In this embodiment, taking a microexpressive recognition model formed by SVM classifiers corresponding to 54 facial action units as an example, each image to be recognized in a target video segment is recognized by using the microexpressive recognition model, 54 microexpressive types can be recognized, for example, 54 microexpressive types including love, interest, surprise, … … aggressiveness, conflict, disfigurement, suspicion, fear, pain, etc. can be recognized.

S502: if the micro expression type is the preset expression type, detecting and positioning an image to be identified by adopting a face feature point detection algorithm to obtain a target mouth image containing a face mouth area, wherein the target mouth image comprises N face feature points and feature positions corresponding to the face feature points.

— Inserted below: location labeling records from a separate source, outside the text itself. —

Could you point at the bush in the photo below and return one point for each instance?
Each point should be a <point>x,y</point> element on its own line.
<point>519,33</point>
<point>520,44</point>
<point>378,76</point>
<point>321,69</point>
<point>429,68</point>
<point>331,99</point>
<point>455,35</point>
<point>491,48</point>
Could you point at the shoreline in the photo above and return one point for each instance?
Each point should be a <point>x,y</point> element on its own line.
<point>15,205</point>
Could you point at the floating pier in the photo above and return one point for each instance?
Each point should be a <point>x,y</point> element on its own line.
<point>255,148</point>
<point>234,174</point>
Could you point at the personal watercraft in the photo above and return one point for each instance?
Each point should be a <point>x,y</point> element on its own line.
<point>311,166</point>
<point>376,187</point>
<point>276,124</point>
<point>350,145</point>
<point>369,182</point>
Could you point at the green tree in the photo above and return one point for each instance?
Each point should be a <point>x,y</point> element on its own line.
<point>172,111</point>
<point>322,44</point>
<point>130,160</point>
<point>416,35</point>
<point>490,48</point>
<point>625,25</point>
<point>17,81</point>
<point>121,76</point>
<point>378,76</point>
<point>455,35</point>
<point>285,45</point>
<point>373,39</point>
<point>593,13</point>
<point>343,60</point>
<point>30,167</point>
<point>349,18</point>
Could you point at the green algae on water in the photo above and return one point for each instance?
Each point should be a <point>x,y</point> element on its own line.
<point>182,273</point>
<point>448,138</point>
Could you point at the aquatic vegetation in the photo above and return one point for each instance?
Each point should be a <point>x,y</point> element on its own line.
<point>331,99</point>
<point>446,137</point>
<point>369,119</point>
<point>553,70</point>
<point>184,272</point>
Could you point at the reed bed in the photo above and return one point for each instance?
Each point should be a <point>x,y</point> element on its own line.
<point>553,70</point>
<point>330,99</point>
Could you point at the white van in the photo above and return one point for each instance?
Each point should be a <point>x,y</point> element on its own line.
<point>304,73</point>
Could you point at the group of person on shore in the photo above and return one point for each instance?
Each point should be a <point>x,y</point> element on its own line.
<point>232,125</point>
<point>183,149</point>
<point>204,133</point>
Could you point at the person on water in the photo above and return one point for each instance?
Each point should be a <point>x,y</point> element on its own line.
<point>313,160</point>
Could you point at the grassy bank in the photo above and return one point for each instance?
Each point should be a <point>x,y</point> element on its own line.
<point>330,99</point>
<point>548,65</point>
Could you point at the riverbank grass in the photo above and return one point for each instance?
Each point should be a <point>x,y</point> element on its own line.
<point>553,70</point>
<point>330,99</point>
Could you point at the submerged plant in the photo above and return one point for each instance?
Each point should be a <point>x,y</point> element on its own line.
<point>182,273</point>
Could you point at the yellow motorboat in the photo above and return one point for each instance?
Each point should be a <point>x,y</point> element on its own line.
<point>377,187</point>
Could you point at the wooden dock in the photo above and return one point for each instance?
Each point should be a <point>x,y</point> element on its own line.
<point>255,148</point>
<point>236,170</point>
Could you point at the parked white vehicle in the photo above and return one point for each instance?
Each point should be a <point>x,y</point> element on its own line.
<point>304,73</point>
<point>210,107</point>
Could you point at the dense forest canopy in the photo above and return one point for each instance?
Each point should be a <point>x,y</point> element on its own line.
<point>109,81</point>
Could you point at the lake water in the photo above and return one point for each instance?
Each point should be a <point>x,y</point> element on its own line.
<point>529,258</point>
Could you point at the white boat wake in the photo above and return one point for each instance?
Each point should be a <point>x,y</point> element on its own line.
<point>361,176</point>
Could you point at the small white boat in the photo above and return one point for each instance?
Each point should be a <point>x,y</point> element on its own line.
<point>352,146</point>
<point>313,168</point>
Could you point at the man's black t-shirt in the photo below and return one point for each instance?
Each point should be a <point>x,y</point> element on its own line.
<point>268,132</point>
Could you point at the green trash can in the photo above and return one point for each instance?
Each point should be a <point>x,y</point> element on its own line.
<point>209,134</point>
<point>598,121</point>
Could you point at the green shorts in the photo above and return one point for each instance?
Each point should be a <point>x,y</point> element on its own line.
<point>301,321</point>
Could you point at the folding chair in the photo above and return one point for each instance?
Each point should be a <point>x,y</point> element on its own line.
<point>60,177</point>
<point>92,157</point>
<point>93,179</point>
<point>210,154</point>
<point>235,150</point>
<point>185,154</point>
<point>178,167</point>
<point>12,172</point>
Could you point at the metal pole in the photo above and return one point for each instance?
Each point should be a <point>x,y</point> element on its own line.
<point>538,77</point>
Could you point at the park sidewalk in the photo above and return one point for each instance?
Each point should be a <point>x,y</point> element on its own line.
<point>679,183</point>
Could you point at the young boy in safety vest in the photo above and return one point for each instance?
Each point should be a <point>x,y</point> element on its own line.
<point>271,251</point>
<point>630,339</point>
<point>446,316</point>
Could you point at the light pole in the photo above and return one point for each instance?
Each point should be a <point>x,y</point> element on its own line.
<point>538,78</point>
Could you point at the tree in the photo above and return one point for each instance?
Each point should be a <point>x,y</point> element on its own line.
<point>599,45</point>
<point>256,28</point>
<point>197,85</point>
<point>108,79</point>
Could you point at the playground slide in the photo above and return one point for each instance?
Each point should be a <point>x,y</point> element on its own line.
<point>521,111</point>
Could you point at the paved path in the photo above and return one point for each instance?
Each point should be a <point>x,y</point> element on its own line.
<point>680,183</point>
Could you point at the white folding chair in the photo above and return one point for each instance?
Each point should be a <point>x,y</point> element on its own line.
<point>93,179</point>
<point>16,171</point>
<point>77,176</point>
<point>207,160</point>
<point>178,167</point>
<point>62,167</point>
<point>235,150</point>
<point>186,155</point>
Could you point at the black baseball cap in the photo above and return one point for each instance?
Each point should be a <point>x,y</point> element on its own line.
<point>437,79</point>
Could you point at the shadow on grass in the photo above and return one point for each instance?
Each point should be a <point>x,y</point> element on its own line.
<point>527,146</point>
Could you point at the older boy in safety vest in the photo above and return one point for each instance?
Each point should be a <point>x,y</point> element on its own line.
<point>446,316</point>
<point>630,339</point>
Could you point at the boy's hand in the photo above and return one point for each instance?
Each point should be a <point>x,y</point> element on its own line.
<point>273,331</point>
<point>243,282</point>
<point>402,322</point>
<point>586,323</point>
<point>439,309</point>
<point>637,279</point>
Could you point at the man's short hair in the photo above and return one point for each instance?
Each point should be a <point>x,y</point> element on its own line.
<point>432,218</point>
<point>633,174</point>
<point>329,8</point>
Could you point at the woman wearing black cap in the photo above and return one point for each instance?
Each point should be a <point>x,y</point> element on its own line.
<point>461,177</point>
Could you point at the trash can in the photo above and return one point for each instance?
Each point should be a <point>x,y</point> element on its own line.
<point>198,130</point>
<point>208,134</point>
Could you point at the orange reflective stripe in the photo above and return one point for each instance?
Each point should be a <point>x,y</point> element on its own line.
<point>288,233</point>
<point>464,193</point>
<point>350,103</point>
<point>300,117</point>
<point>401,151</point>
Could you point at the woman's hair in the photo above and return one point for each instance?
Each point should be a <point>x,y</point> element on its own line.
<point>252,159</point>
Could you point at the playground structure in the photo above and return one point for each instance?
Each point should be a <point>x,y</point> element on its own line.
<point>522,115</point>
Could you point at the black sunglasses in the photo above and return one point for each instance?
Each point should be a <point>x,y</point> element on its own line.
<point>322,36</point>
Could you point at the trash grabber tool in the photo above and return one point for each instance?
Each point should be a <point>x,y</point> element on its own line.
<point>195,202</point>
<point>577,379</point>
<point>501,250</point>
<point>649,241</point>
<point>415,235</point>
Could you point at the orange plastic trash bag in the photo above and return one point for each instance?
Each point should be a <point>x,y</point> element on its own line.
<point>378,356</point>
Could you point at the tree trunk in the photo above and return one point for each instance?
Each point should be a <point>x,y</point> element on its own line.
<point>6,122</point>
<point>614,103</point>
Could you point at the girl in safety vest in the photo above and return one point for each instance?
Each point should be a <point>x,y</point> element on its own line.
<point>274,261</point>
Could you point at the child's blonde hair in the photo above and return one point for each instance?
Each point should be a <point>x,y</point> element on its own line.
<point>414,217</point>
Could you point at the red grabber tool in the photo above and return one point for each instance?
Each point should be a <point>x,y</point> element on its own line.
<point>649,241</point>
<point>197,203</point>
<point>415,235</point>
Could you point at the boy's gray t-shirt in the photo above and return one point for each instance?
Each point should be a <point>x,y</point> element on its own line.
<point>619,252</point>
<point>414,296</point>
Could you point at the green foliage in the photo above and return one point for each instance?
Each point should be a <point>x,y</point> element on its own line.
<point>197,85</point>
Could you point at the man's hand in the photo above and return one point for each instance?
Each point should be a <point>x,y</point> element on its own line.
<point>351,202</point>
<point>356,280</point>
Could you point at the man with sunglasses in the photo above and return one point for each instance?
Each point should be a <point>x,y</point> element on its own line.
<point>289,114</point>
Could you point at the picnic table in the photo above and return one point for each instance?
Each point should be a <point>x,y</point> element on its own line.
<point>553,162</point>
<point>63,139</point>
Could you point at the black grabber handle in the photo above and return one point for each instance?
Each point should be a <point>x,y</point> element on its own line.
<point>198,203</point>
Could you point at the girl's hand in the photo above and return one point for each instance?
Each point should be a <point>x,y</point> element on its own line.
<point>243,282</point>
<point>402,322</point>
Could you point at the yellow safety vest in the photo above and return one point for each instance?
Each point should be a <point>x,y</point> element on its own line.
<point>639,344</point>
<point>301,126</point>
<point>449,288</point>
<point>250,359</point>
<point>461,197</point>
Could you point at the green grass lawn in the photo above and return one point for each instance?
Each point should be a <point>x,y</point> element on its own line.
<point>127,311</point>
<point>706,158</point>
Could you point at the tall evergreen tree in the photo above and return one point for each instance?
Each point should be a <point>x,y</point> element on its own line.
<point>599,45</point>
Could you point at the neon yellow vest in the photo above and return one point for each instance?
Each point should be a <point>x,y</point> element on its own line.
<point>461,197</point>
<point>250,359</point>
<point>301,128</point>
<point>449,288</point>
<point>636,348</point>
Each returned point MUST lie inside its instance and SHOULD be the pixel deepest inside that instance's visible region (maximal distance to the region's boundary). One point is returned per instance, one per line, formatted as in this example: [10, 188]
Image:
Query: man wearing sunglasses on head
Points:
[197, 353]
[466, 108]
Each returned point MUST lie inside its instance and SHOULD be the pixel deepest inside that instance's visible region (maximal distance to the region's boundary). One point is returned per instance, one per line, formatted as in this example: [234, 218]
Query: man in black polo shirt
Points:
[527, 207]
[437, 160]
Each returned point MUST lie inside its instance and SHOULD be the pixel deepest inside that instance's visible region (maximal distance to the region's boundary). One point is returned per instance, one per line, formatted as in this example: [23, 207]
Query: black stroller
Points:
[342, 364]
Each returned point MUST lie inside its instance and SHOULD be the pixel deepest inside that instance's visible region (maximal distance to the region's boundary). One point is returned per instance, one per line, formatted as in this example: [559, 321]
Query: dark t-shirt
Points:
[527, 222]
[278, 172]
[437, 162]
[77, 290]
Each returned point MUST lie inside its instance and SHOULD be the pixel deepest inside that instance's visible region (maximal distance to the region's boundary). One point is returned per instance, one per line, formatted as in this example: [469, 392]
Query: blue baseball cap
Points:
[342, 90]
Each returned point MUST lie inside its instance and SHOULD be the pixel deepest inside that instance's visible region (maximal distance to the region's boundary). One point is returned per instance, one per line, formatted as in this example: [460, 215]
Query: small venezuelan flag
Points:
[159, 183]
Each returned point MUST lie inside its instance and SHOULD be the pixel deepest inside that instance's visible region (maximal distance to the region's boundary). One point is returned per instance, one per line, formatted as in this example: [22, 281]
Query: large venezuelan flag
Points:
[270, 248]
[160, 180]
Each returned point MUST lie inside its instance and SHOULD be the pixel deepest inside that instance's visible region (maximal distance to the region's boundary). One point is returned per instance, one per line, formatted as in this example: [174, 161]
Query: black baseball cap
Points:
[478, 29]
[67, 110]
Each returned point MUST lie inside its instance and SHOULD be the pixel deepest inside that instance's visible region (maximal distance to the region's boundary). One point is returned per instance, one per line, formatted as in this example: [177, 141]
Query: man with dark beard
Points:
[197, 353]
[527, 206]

The preset expression type is the type which is preset by the system and can be identified as the expression type after falling, such as pain, crying and the like. The face feature point detection algorithm is an algorithm for detecting face feature points, and N face feature points and feature positions corresponding to the face feature points, namely coordinates in an image, can be identified from the image to be identified by using the algorithm. The face feature point detection algorithm can detect and position face feature points of the left eye, the right eye, the left eyebrow, the right eyebrow, the nose, the mouth and other parts in the image to be identified.

In this embodiment, after an image to be identified is detected and located by using a face feature point detection algorithm, an image corresponding to a face mouth region with a standard region size is cut from the image to be identified, and is determined as a target mouth image which needs to be analyzed later. I.e. the target mouth image is an image corresponding to a face mouth region matching the standard region size, taken from the image to be identified. The standard region size is a region size preset by the system and used for limiting the interception target mouth image, and can be determined by limiting the mouth width. When the target mouth image is intercepted from the image to be identified, the image to be identified needs to be subjected to up-sampling processing or down-sampling processing (namely scaling processing) so that the mouth width of a person falling down in the image to be identified is matched with the width of the standardized area, and then screenshot is carried out to obtain the target mouth image with the consistent width, thereby ensuring the accuracy of an analysis result when the analysis is carried out based on the average distance of lip points in the mouth.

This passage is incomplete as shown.